Retribuo o desdém, porém, estou em minoria aqui e minha cabeça começa a latejar.

— Val, você precisa ser mais atenciosa. Poxa, cara, isso aqui num é brincadeira — o tom de Vivian é alarmante.

— Não acham que eu fiz de propósito, né? Se quiserem...

— Não, Katarina, você já fez o bastante... — Bianca diz e, logo em seguida, arregala os olhos, apertando a mão contra a boca.

Esse momento me arremete àquele, no qual a merda é jogada no ventilador e se espatifada contra as hélices, atirando excremento para todo lado — tais palavras fazem uma luz se acender na minha cabeça, e o sentimento de culpa se tornar de indignação.

É nítido agora que, para essas pessoas, eu realmente sou o peixe fora d'água; mais do que isso: sou o patinho feio, no meio dos bonitos e peludos cisnes. Quem eu quero enganar? A verdade está diante de mim; para aquelas garotas, eu não sou a Valentina e sim a Katarina que restou.

— Val, eu não quis... — Bianca começa.

— Quis sim — digo, conformada demais para quem acaba de ser pega de surpresa. — Mas agradeço pelas palavras. Sem elas, eu nunca ia acordar pra vida...

— Eu só confundi os nomes.

— Sim, mas todas confundiram as gêmeas. Eu sou a Valentina, e não vou deixar que se esqueçam disso.

Pego meu celular e envio uma mensagem para minha mãe trazer — para minha sorte, ela não foi trabalhar hoje.

— O problema foi resolvido — digo, encarando-as e, depois, dando-lhes as costas.

Caminho apressadamente em direção à porta do auditório. Escuto alguém chamar meu nome, mas não dou importância; nada mais importa.

Quando a rajada da brisa bate em meu rosto, volto a sentir tudo o que eu fingia não sentir nos últimos dias. Minhas pernas ganham força e eu corro; não olho para onde, só corro sem rumo, querendo fugir de quem quer que seja a pessoa ao meu encalço.

Avisto uma porta entreaberta e me enfio no cômodo, batendo-a atrás de mim. A escuridão do ambiente me envolve, enquanto caio no chão, sentindo o peso do mundo apoiar-se em mim.
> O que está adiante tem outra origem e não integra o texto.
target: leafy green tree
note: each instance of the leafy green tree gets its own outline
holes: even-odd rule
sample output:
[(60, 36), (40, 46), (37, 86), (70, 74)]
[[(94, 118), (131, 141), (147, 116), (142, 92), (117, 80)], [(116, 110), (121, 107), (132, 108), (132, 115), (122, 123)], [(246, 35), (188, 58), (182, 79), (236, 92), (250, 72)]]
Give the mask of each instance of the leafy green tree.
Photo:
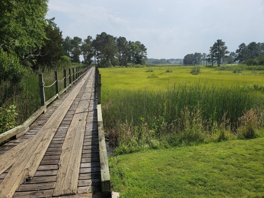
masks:
[(190, 65), (194, 64), (194, 54), (188, 54), (183, 58), (184, 64)]
[(233, 63), (236, 59), (236, 54), (234, 52), (231, 52), (229, 54), (227, 59), (227, 63), (229, 64)]
[(116, 39), (116, 37), (105, 32), (96, 35), (92, 43), (96, 52), (98, 62), (106, 67), (111, 64), (117, 53)]
[(75, 36), (71, 41), (71, 61), (74, 63), (80, 63), (80, 55), (82, 54), (81, 45), (82, 44), (82, 39), (80, 37)]
[(251, 42), (248, 45), (248, 57), (254, 58), (259, 56), (261, 50), (259, 45), (256, 42)]
[(235, 61), (238, 60), (240, 63), (244, 60), (247, 58), (248, 53), (248, 47), (244, 43), (238, 46), (238, 49), (236, 50), (236, 54)]
[(119, 62), (121, 65), (125, 65), (127, 63), (128, 58), (129, 56), (128, 42), (125, 37), (119, 37), (116, 39), (116, 45)]
[(94, 54), (94, 50), (92, 45), (93, 38), (91, 36), (84, 39), (81, 47), (82, 52), (84, 63), (90, 64), (92, 62), (92, 60)]
[(136, 41), (136, 43), (140, 49), (140, 58), (137, 61), (137, 64), (144, 64), (148, 59), (147, 58), (147, 55), (148, 55), (147, 53), (147, 48), (143, 44), (141, 43), (140, 41)]
[(215, 59), (216, 50), (216, 49), (214, 46), (210, 47), (210, 52), (207, 55), (208, 61), (212, 62), (212, 67), (214, 66), (214, 62)]
[(134, 41), (128, 41), (128, 45), (130, 50), (128, 62), (136, 64), (140, 59), (140, 50), (138, 45)]
[(71, 52), (73, 49), (71, 40), (72, 39), (69, 36), (67, 36), (62, 44), (62, 46), (64, 49), (65, 54), (71, 58), (72, 57)]
[(54, 22), (55, 18), (47, 20), (45, 28), (46, 38), (40, 50), (40, 54), (37, 57), (39, 64), (51, 66), (58, 61), (64, 53), (62, 32)]
[(41, 54), (46, 38), (45, 16), (47, 0), (1, 1), (0, 4), (0, 46), (14, 53), (23, 62)]
[(222, 39), (218, 39), (216, 42), (214, 42), (213, 46), (210, 48), (210, 54), (214, 54), (214, 56), (211, 56), (211, 57), (215, 57), (217, 61), (218, 67), (220, 66), (221, 58), (224, 57), (226, 54), (229, 53), (227, 50), (227, 47), (226, 46), (225, 43), (225, 42), (223, 41)]
[(200, 64), (202, 57), (202, 55), (201, 53), (197, 52), (195, 53), (193, 57), (194, 59), (193, 61), (193, 63), (195, 64)]
[(204, 64), (204, 62), (206, 60), (206, 58), (207, 55), (205, 53), (202, 53), (202, 58), (203, 61), (203, 64)]

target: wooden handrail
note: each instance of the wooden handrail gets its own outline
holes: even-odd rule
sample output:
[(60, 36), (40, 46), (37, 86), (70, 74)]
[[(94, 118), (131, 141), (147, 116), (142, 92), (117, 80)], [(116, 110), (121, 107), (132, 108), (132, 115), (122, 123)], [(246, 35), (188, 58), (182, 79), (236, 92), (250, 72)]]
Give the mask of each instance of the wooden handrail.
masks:
[[(82, 75), (84, 74), (89, 69), (92, 68), (91, 65), (87, 66), (87, 69), (85, 72), (83, 73)], [(74, 72), (74, 70), (73, 71)], [(16, 138), (22, 136), (26, 133), (29, 129), (29, 127), (30, 125), (34, 122), (39, 116), (43, 112), (45, 112), (46, 108), (46, 106), (52, 103), (56, 98), (59, 98), (60, 95), (64, 91), (65, 91), (69, 87), (70, 87), (71, 85), (74, 84), (75, 82), (77, 80), (76, 79), (75, 80), (70, 82), (70, 84), (67, 87), (66, 87), (63, 89), (60, 92), (58, 90), (58, 82), (57, 72), (56, 71), (55, 73), (55, 78), (57, 82), (56, 82), (56, 94), (52, 97), (51, 98), (46, 101), (45, 101), (45, 92), (44, 90), (44, 83), (43, 80), (43, 76), (42, 74), (39, 74), (39, 81), (40, 91), (40, 101), (41, 101), (41, 106), (25, 122), (22, 124), (20, 125), (15, 128), (10, 129), (7, 131), (0, 134), (0, 143), (3, 142), (11, 138), (14, 138), (14, 139)], [(65, 71), (64, 72), (65, 73)], [(56, 73), (57, 73), (57, 78), (56, 78)], [(64, 75), (66, 76), (66, 74)], [(66, 78), (65, 79), (66, 79)], [(58, 84), (57, 84), (57, 83)], [(65, 81), (64, 81), (65, 83)], [(65, 84), (64, 84), (65, 85)]]
[(25, 134), (28, 131), (30, 125), (46, 110), (46, 106), (41, 106), (21, 125), (0, 134), (0, 143), (12, 137), (16, 139)]

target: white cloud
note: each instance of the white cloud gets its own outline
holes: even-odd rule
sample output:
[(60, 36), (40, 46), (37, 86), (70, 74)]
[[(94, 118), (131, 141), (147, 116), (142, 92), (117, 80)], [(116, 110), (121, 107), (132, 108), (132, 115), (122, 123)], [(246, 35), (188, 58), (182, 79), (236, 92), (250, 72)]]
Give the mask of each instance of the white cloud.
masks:
[(242, 42), (264, 41), (262, 0), (168, 0), (162, 6), (150, 0), (90, 2), (50, 0), (48, 17), (55, 16), (64, 37), (94, 38), (105, 32), (140, 41), (149, 58), (207, 52), (217, 39), (230, 51)]

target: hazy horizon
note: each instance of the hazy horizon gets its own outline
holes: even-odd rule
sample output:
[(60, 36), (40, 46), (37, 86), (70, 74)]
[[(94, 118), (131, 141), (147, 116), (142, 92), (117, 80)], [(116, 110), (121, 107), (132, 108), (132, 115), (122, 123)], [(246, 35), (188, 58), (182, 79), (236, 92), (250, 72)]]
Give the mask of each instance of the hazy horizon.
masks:
[(98, 0), (50, 0), (47, 18), (64, 38), (105, 32), (128, 40), (139, 40), (148, 58), (182, 58), (195, 52), (208, 53), (216, 40), (229, 51), (242, 43), (264, 41), (264, 1), (165, 1), (133, 2)]

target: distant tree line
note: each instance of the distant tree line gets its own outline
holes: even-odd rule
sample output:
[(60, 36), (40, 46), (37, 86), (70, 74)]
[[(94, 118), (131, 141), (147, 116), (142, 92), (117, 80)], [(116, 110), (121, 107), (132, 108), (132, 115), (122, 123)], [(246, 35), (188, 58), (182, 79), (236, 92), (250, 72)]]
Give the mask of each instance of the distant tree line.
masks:
[(182, 64), (182, 58), (148, 58), (146, 62), (153, 64)]
[(82, 54), (83, 63), (92, 64), (94, 57), (94, 62), (106, 67), (128, 63), (143, 64), (147, 59), (147, 48), (140, 41), (128, 41), (125, 37), (117, 38), (105, 32), (94, 39), (88, 36), (83, 41), (77, 37), (67, 36), (62, 45), (65, 55), (73, 62), (80, 62)]
[(236, 52), (230, 52), (225, 43), (221, 39), (218, 40), (210, 47), (208, 54), (205, 53), (196, 52), (186, 55), (183, 58), (183, 64), (193, 65), (201, 64), (202, 62), (206, 65), (210, 62), (218, 67), (224, 63), (232, 64), (235, 62), (248, 65), (264, 65), (264, 43), (251, 42), (247, 46), (244, 43), (240, 44)]

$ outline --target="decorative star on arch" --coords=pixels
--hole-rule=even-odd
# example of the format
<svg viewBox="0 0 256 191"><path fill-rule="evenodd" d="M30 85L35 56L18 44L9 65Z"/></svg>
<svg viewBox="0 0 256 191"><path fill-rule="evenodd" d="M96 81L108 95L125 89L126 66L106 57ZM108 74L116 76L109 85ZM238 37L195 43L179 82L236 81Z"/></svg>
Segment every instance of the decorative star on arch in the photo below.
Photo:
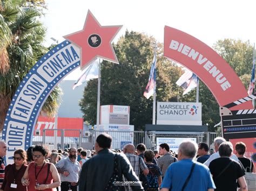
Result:
<svg viewBox="0 0 256 191"><path fill-rule="evenodd" d="M82 69L98 58L119 63L111 43L122 26L101 26L88 10L83 30L64 38L80 47Z"/></svg>

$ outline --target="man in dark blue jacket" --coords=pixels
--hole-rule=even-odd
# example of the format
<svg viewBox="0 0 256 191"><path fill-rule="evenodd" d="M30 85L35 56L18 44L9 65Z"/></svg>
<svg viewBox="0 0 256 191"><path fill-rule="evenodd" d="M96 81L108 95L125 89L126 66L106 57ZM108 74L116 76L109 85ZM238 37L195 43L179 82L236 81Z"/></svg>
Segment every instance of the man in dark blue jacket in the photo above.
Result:
<svg viewBox="0 0 256 191"><path fill-rule="evenodd" d="M127 157L110 150L111 142L112 137L108 134L103 133L97 137L95 143L97 154L83 165L79 191L124 190L124 186L128 185L134 190L143 190ZM123 175L127 181L123 181ZM111 189L111 187L113 188Z"/></svg>

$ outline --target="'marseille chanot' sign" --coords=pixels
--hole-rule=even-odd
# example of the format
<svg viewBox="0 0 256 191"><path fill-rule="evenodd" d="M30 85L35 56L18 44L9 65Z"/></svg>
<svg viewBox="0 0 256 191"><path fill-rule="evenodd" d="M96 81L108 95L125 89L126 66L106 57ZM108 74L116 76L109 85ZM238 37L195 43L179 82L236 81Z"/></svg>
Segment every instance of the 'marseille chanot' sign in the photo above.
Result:
<svg viewBox="0 0 256 191"><path fill-rule="evenodd" d="M202 104L193 102L157 102L158 125L202 125Z"/></svg>

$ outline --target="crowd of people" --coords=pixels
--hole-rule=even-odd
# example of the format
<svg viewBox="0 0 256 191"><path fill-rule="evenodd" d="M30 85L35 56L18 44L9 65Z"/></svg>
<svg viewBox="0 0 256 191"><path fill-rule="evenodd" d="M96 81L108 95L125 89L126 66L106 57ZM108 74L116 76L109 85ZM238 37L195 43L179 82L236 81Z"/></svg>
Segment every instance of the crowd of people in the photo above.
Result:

Ouço o silêncio dizer: "Você não pode fugir de quem é", "Não pode fingir ser o que não é".

Quem eu sou?

O que eu sou?

Eu sou a Valentina ou os restos da Katarina?

Os olhos ardem e eu pisco forte, para que nenhuma lágrima se atreva cair; não darei esse gostinho ao universo, às amigas da Vivian, nem a mais ninguém. Um soluço escapa da minha boca e eu fico ali, soluçando, esperando a dor dissipar-se. Mas os minutos correm como ponteiros furiosos no tempo e nada acontece, nada muda.

Quando as horas assemelham-se à dias, ouço o girar da maçaneta.

Levanto os olhos, aflita, e me escondo atrás de algumas vassouras. Um rosto velho espia para dentro da escuridão. A mulher entra, acende a luz do quartinho e encara a prateleira à sua frente. Ela pega algo e sai. Agradeço por não ter me notado; seria embaraçoso explicar o porquê de eu ter me escondido no armário de limpeza — porém, a ironia do momento me faz pensar que talvez seja hora de limpar as coisas.